“ASSOCIATION OF GLOMERULAR SYNDROMES WITH HISTOLOGICAL FINDINGS ACCORDING TO THE MEST-C SCORE OF THE OXFORD CLASSIFICATION IN PATIENTS WITH IgA NEPHROPATHY”

IgA nephropathy (IgAN) is the most common primary glomerulopathy biopsied worldwide. In the Mexican population, it is underestimated by the few reference centers for diagnosis of glomerular diseases. The objective of our study was to identify the association of glomerular syndromes with histological findings according to the MEST-C score of the Oxford classification in patients with IgA nephropathy.
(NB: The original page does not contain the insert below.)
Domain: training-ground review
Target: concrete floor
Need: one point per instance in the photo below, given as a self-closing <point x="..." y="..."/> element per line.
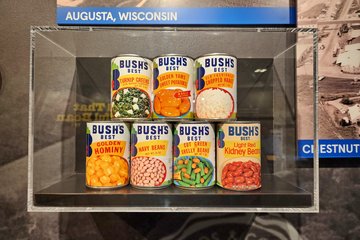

Retrospective, observational, cohort in patients diagnosed by renal biopsy with IgA nephropathy treated in the nephrology service at the Specialty Hospital of the La Raza National Medical Center. Patients were grouped according to glomerular syndrome at the time of biopsy. For the analysis, descriptive statistics, odds ratio (OR) with a 95% confidence interval were used to determine the association of glomerular syndromes and histological findings using the MEST-C scheme of the Oxford classification.

Endocapillary hypercellularity, although observed in half of the patients, was not associated with any glomerular syndrome. For its part, the absence of segmental sclerosis (S0) was associated with an increased risk of developing hematuria-proteinuria syndrome (OR: 2,500 95% CI: 1,613-3,875). The finding of Tubular Atrophy with Interstitial Fibrosis T0 and the absence of C0 cellular/fibrocellular crescents were associated with a decreased risk of developing rapidly progressive syndrome with OR: 0.111 and 95% CI: 0.018-0.705 and OR: 0.143 with 95% CI: 0.023 -0.899, respectively. In contrast, Tubular Atrophy with T2 Interstitial Fibrosis and the presence of C2 cellular/fibrocellular crescents were associated with an increased risk of developing rapidly progressive syndrome with OR: 5,800 and 95%CI: 2,613-12,874 and OR: 4,429 with 95%CI : 2,308-8,499, respectively. Additionally, the presence of cellular/fibrocellular crescents was associated with an increased risk of presenting hematuria (OR: 1.292 with 95% CI: 1.068-1.562), hematuria-proteinuria syndrome (OR: 2.385 with 95% CI: 1.576-3.608) and nephrotic syndrome (OR: 5,167 with 95% CI: 2,519-10,599).

The presence of crescents was associated with an increased risk of developing hematuria and hematuria-proteinuria syndrome. Finding tubulo-interstitial fibrosis greater than 50% of the cortical area, as well as the finding of >25% of glomeruli with crescents, were associated with an increased risk of developing rapidly progressive syndrome, highlighting the prognosis importance of the MEST-C score of the Oxford classification and the importance of improving activity markers.